Jesus, where had that come from? Did Linelle know something he didn’t?

  “The way you look, it’s either that or someone died,” Linelle said.

  She looked at him again, like she actually cared, which must have been why Dooley said, “My mother.”

  Linelle stopped sweeping the scanner across the bar codes.

  “Your mother what?”

  “She died. My mother died.” Linelle was the first person he had told.

  “I didn’t even know you had a mother, Dooley.”

  He didn’t say anything.

  “Shit,” she said. “That was a dumb thing to say. I’m sorry. It’s just that you never mentioned her. What happened?”

  “She just died. The funeral was today.”

  “Today?” She shook her head, like she couldn’t believe it. “You should have called in. You should have taken the day off. Bereavement leave. You’re entitled. It’s in the manual.” The employee manual, she meant. Dooley was surprised that she’d read it.

  The electronic bell over the door sounded and they both turned. It was Kevin, back from his break and eyeballing the smattering of customers in the store, looking for furtive or suspicious behavior, before checking on the employees to make sure they were doing something productive. Linelle stared directly at him as she passed the scanner over one DVD case, then another, then another, blip, blip, blip.

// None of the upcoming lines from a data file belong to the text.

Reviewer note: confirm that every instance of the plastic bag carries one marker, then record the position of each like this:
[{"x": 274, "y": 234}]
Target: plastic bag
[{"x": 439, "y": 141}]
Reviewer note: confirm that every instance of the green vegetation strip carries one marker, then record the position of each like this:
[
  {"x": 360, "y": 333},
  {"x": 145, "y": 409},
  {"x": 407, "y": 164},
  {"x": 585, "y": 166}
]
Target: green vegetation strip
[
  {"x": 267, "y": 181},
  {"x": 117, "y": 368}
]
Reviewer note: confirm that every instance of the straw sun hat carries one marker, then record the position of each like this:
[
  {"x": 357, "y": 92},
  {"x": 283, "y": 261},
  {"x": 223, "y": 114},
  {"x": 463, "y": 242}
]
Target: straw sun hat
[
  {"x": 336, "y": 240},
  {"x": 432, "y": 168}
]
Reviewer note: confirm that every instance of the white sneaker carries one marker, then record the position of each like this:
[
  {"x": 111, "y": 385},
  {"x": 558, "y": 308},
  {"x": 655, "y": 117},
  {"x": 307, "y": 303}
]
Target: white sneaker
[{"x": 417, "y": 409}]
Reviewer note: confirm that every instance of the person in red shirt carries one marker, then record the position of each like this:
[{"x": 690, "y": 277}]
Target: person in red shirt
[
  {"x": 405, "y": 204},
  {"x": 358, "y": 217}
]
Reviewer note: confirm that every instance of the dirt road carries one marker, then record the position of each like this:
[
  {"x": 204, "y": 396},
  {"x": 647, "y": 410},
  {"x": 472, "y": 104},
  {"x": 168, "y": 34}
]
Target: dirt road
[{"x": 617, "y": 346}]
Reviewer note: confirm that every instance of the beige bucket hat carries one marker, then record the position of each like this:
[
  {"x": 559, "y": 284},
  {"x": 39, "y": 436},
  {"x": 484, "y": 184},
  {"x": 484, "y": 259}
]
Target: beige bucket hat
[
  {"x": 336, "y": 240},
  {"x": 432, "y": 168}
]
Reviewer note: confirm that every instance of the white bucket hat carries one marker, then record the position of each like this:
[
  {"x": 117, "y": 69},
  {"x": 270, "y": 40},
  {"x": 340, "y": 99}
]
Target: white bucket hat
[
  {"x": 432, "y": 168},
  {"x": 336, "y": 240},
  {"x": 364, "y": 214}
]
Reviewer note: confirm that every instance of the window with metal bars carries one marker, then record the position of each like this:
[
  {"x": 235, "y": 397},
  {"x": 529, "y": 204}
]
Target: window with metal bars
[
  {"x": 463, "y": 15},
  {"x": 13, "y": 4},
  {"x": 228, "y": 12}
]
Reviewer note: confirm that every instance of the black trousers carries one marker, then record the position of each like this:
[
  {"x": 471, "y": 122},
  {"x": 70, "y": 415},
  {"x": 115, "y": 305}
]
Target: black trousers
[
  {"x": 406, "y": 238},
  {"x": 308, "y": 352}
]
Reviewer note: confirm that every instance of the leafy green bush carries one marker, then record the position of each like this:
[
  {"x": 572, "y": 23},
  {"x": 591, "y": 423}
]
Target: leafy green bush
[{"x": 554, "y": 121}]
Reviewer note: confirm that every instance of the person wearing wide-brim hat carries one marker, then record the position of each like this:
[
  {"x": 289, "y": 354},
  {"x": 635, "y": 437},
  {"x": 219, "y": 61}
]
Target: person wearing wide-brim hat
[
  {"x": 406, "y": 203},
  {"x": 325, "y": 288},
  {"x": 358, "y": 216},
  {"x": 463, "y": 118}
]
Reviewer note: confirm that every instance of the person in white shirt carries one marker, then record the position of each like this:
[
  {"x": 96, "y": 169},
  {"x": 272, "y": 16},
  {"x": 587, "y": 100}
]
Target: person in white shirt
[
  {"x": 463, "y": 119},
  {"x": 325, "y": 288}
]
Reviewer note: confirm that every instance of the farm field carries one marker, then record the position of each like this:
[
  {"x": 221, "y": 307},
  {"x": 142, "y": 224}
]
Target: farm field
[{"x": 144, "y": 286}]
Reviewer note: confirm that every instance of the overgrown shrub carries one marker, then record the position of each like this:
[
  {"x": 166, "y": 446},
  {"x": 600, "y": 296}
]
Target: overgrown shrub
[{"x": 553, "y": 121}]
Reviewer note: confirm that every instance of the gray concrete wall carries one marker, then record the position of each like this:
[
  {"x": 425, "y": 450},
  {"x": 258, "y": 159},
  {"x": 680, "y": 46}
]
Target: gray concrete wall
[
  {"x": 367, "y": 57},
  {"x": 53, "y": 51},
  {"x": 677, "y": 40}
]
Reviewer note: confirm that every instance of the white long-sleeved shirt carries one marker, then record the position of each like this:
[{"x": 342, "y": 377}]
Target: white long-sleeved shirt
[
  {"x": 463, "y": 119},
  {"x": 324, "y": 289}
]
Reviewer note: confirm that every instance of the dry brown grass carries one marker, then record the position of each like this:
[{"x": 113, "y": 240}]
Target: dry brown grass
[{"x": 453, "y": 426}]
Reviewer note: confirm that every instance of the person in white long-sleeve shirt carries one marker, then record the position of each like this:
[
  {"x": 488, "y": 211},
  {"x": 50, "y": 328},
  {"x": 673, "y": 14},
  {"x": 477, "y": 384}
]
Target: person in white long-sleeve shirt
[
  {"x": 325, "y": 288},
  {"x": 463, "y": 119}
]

  “I don’t like to talk about her,” Dooley said quietly. “Forget I said anything.”

  Linelle glanced at him, a question in her eyes, but she didn’t say anything. She just kept waving the scanner over the DVD cases.

  Twenty minutes later, Dooley’s cell phone vibrated. He pulled it out of his pocket to read the display. From halfway down an aisle, Kevin noticed and looked pointedly from Dooley to his cell phone. The store had a rule: No personal calls during work hours. Dooley glanced at the phone’s display—Jeffie—then shoved the phone back into his pocket. It vibrated again a minute later. Then again and again—a total of five calls in less than ten minutes—until Dooley started to feel like he had a vibrator in his pants. The next time it went off, Dooley clocked the aisles. Kevin was nowhere in sight. He pulled out the phone, checked the display, flipped it open and said, “You’d better not be calling to tell me you don’t have the money. I’m expecting to see you at nine o’clock. You got that, Jeffie?” He ended the call, returned the phone to his pocket, and turned to find Kevin watching him again. Dooley retreated to the front of the store before Kevin could tell him off.